十七歳の地図 – SEVENTEEN’S MAP (1983年)
回帰線 – TROPIC OF GRADUATION (1985年)
壊れた扉から – THROUGH THE BROKEN DOOR (1985年)
街路樹 (1988年)
誕生 – BIRTH (1990年)
放熱への証 – CONFESSION FOR EXIST (1992年)

コメント

  1. Ryu より:

    尾崎豊、修学旅行でバスガイドのお姉さんに強く勧められた事が印象深くて回帰線をレンタルレコードで借りて聴いたのが最初でしたね。
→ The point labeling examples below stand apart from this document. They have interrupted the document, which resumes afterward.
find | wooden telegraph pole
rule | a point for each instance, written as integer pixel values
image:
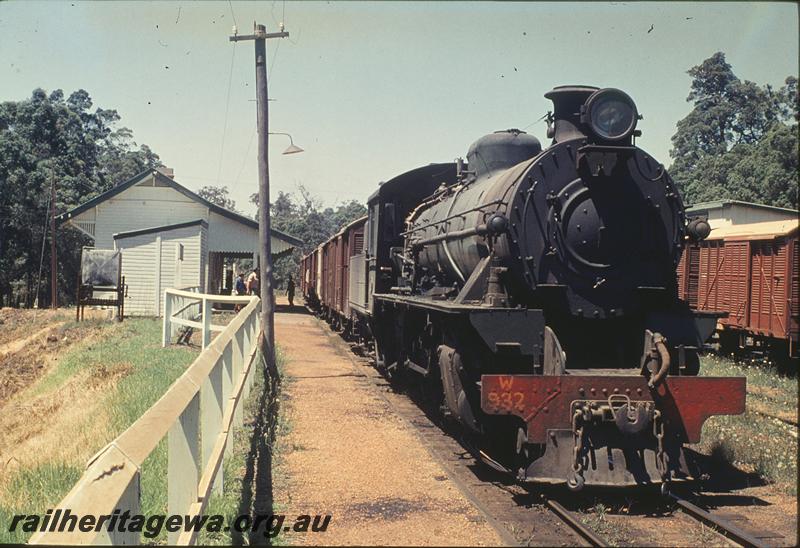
(260, 37)
(53, 258)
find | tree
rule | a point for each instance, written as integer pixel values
(739, 141)
(218, 195)
(305, 218)
(42, 139)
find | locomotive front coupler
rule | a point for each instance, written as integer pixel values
(630, 417)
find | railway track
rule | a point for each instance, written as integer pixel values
(523, 516)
洋楽を聴いていたら尾崎豊を知らないってあり得ないという怒りを頂戴したのです。丁度テレビでは卒業のプロモーションをやっていて不思議なサビの歌だなとも思いましたが、Wham!やa-haなどに勝るとは全く思ってませんでした。

    当時はブルーハーツが流行り、しばらくすると筋肉少女帯が出てくるくらい回転の早いバンドブームの中で尾崎豊は新作も出さず埋もれているようでしたが、長渕剛や浜田省吾などを歌う駅前のストリートミュージシャンらはよく尾崎の歌を歌っていました。
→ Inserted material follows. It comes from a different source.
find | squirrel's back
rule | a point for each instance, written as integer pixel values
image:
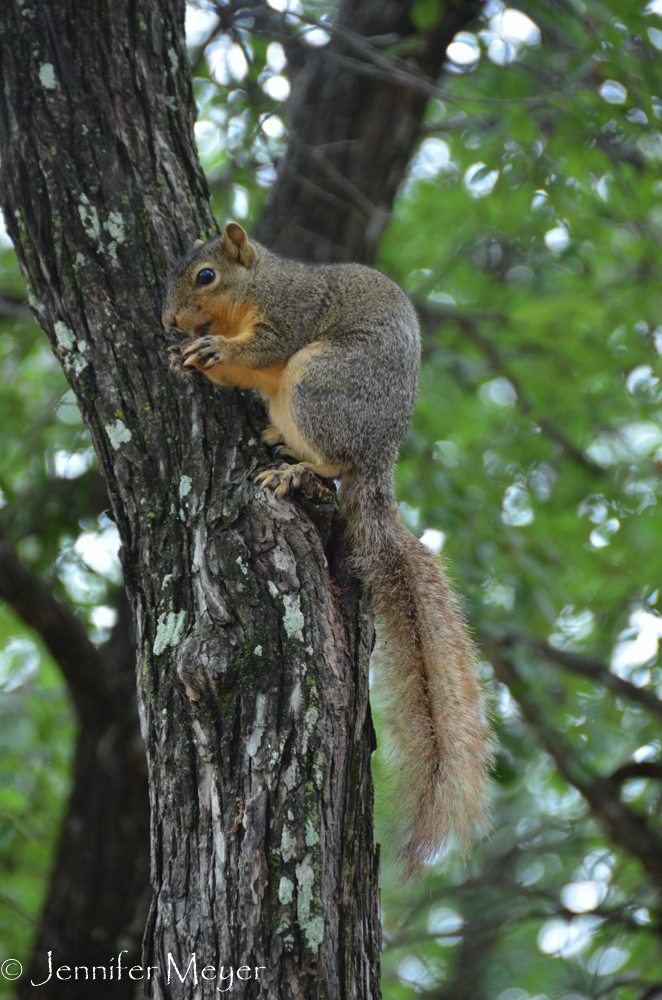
(335, 349)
    シェリーは盛り上がりのあるいい歌でした。でも、素人がコピーするには聞かせ方の難しい歌でした。I love you は学祭でお姉さんボーカルが泣きながら歌うのを見たことがありますが、泣いている理由がよく分からなくなる歌だなと思ったことを覚えています。また、女性に人気のある歌手だという印象があります。
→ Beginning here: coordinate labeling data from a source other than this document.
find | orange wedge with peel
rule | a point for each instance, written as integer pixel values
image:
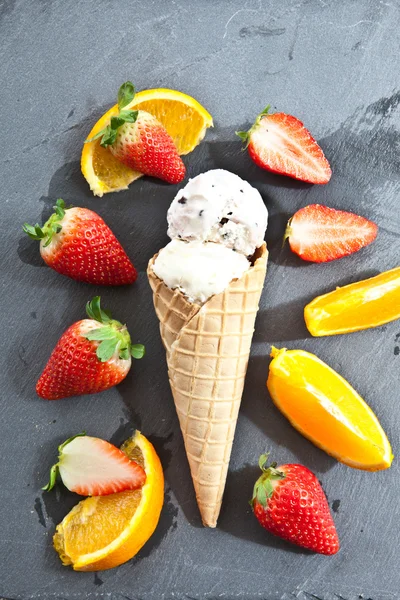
(185, 119)
(361, 305)
(324, 408)
(103, 532)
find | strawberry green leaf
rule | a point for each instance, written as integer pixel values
(52, 480)
(116, 122)
(137, 351)
(54, 469)
(265, 111)
(34, 231)
(102, 333)
(94, 311)
(106, 349)
(125, 354)
(126, 94)
(62, 446)
(129, 116)
(59, 208)
(109, 137)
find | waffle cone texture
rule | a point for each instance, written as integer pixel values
(207, 349)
    でも、街路樹はショックでした。初めて聴いた時は、アーティストとして死んじゃうんじゃないかと。地下鉄の風に吹き上げられたという歌詞には逍遙とした孤独が強くて聴いてられませんでした。

    その後は新しいアルバムを聴くのは止めました。だから、亡くなったことをニュース速報が出て知りましたが驚きはなく、ただ悲しかったです。

    でも、街路樹の後もいい歌、一杯ありますね。

    以前、ある歌手の方と話しをすることがあり、彼は尾崎豊についてしんみり、ほんの少しだけ話されていました。その話しを聞きながら、その歌手が若い頃とは違い今を歌えるように、尾崎豊もまた今を歌ってくれただろうなと思いました。

    • MIYA TERU より:

      コメントありがとうございます。尾崎豊という歌い手、急逝してヘンなイメージばかりがついてもうまともに評価すらできない風潮なのが哀しいですね。女性に人気があった、というのは確かにそうですね。ヤンチャでナイーブで、本人もそれを自覚していた気がします。もしあんなことにならなかったら、今頃どんな唄を唄っているんでしょうね。

  2. Takamix より:

    我が家は学生下宿をしており下宿の学生たちが心酔していた。
    ただねぇ・・・ 心酔してたのはイケてる子たちじゃないんですよ。
    クラスにいる目立たない系の子たちです。
    自分は尾崎を聞かないんですけど『尾崎の曲』ではなく取り巻くファンに引くと言うか・・・

    けど街路樹の一曲だけは持ってます。

    • MIYA TERU より:

      コメントありがとうございます!
      「オザキに心酔してたのはイケてる子たちじゃないんですよ。クラスにいる目立たない系の子たちです。」
      まさにその通り、ですよね。
      「取り巻くファンに引く」というのも、よくわかります。私はマスコミの作り上げた「悩める十代のカリスマ」という紋切り型のパブリックイメージの押し付けが、ソレにあたります。
      もっとも、本人も”承知の上でやってる”感がありましたけど・・・
      才能あるアーティストだっただけに、残念です。